Kristen L. Billiar, professor of biomedical engineering and mechanical engineering at Worcester Polytechnic Institute (WPI) and head of WPI’s Department of Biomedical Engineering, is the first WPI faculty member to be elected a fellow of the Biomedical Engineering Society (BMES), the professional society for biomedical engineering and bioengineering with more than 7,000 members worldwide.
Fellow status is awarded to members who demonstrate exceptional achievements in the field of biomedical engineering, and who also have a record of membership and participation in the Society. A member of the BMES board from 2012 to 2015, Billiar has also served as chair of the Student Affairs Committee and the Membership Committee and is the incoming chair of the Education Committee. The 21 new fellows, who will be recognized during the BMES Annual Meeting in Atlanta in October, join 144 other fellows who have been recognized for their outstanding work and leadership.
“As researchers, educators, and leaders, this year's class of BMES fellows represents every range of achievement and accomplishment in our field,” said BMES president Lori Setton.

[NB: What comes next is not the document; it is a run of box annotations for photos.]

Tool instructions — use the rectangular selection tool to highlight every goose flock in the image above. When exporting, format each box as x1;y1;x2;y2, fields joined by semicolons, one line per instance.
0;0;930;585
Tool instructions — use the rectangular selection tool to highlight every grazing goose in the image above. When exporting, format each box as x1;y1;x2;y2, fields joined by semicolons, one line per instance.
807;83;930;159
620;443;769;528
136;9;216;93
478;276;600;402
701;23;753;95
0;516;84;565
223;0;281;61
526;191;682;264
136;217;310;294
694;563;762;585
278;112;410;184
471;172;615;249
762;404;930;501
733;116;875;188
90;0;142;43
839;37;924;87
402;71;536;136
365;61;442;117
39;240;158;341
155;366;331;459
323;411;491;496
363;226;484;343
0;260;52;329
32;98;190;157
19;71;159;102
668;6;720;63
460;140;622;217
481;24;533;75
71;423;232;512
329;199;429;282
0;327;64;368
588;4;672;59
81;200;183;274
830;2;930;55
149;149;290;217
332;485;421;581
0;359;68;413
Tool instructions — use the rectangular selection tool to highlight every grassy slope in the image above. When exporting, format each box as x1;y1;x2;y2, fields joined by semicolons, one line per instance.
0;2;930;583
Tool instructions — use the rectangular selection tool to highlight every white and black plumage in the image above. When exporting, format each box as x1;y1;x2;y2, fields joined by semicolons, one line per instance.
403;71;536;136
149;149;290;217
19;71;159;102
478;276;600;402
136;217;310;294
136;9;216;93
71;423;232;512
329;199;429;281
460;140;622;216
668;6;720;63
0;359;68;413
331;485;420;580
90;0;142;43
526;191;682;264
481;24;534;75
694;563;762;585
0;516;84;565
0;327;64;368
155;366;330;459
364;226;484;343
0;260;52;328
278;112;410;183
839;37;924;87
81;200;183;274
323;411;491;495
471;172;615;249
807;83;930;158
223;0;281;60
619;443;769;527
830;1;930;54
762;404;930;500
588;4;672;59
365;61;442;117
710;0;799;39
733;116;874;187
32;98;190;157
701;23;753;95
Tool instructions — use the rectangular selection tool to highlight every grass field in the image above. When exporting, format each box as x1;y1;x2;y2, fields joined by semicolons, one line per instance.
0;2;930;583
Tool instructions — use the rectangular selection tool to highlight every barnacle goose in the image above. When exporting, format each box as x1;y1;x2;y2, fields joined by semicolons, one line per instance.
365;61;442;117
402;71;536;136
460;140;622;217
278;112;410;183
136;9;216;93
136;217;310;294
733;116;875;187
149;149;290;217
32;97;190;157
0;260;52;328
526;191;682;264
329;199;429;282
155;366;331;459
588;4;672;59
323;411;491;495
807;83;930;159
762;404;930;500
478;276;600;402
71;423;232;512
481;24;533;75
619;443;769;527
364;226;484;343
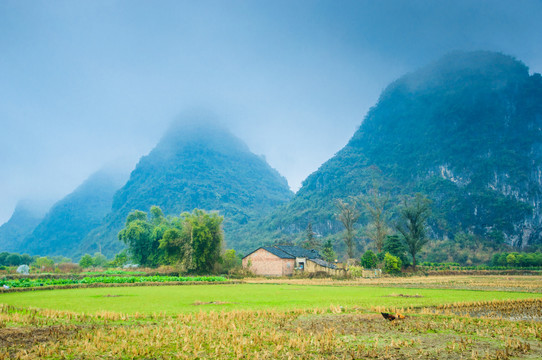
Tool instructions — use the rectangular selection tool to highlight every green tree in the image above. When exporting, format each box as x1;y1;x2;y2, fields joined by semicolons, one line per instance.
336;199;360;259
362;180;390;252
222;249;241;272
301;221;320;250
384;253;402;274
36;256;55;269
185;209;224;273
4;253;21;266
92;253;107;267
111;250;128;267
320;239;337;262
382;235;409;265
79;254;94;269
119;210;159;266
506;253;518;266
361;250;378;269
396;194;431;270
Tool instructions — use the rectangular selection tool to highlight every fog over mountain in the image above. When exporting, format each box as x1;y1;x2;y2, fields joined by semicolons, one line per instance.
0;0;542;224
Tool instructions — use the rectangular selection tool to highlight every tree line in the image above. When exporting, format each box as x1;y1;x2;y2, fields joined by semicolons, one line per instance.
118;206;224;273
336;191;431;269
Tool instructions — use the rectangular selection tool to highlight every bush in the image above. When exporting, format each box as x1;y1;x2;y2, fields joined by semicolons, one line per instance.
361;250;378;269
384;253;403;274
348;266;363;277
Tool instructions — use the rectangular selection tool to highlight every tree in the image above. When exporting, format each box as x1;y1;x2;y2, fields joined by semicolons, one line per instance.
92;253;107;267
362;180;390;252
111;249;128;267
384;253;402;274
4;253;21;266
336;200;360;259
396;194;431;270
382;235;409;265
185;209;224;273
320;239;337;262
119;210;159;266
361;250;378;269
119;206;224;273
301;221;320;249
36;256;55;269
79;254;94;269
222;249;241;272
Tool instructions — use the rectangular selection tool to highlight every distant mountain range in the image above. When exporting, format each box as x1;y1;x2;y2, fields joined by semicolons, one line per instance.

Billiar joined the WPI faculty in 2002 after earning a PhD in bioengineering at the University of Pennsylvania and working as a staff engineer at Organogenesis Inc. As director of WPI's Tissue Mechanics and Mechanobiology Laboratory, he seeks to understand how cells in the body’s soft tissues sense and react to mechanical forces, and how those reactions help shape basic cell functions and influence such biological processes as tissue development, repair, and disease.
His research team has developed a number of models systems that allow them to study the response of tissues to mechanical forces in the laboratory. A particular focus is how mechanical forces affect heart valves, keeping them healthy in some cases and leading to diseases in others. The same models and methods can be used to help develop effective methods for using mechanical and environmental factors to create better engineered heart valves to be used as replacements for patients whose valves are failing. Billiar’s research has been supported by significant funding from the Whitaker Foundation, American Heart Association, National Institutes of Health, National Science Foundation, and Department of Defense.
Billiar is one of the faculty directors for WPI’s membership in the Advanced Regenerative Manufacturing Institute (ARMI), one of the 14 national Manufacturing USA institutes established by the federal government to advance manufacturing of all kinds in the United States; WPI is a member of eight of the institutes. Led by Dean Kamen ’73, founder of the New Hampshire-based DEKA Research & Development, ARMI launched BioFabUSA, which promotes research and development in regenerative biology, tissue engineering, and biomanufacturing.
In 2005 Billiar received WPI's Romeo Moruzzi Young Faculty Award for Innovation in Undergraduate Education for developing a formal mentoring system to meet the challenge of providing experiential learning opportunities for students in his laboratory courses. He received the Trustees’ Award for Academic Advising in 2008. In 2009 he was awarded a Fulbright Scholarship to work at the National University of Ireland Galway on research and education related to tissue engineering.
A member of the American Society of Mechanical Engineers (ASME), an associate editor for ASME's Journal of Biomechanical Engineering, and a past member of the executive board of the ASME Bioengineering Division, he was elected an ASME fellow in 2014 (only about 2 percent of ASME's more than 130,000 worldwide members have attained the fellow grade). He was elected to the American Institute for Medical and Biological Engineering (AIMBE) College of Fellows in 2016. Billiar is also a Coleman Faculty Entrepreneurship fellow at WPI.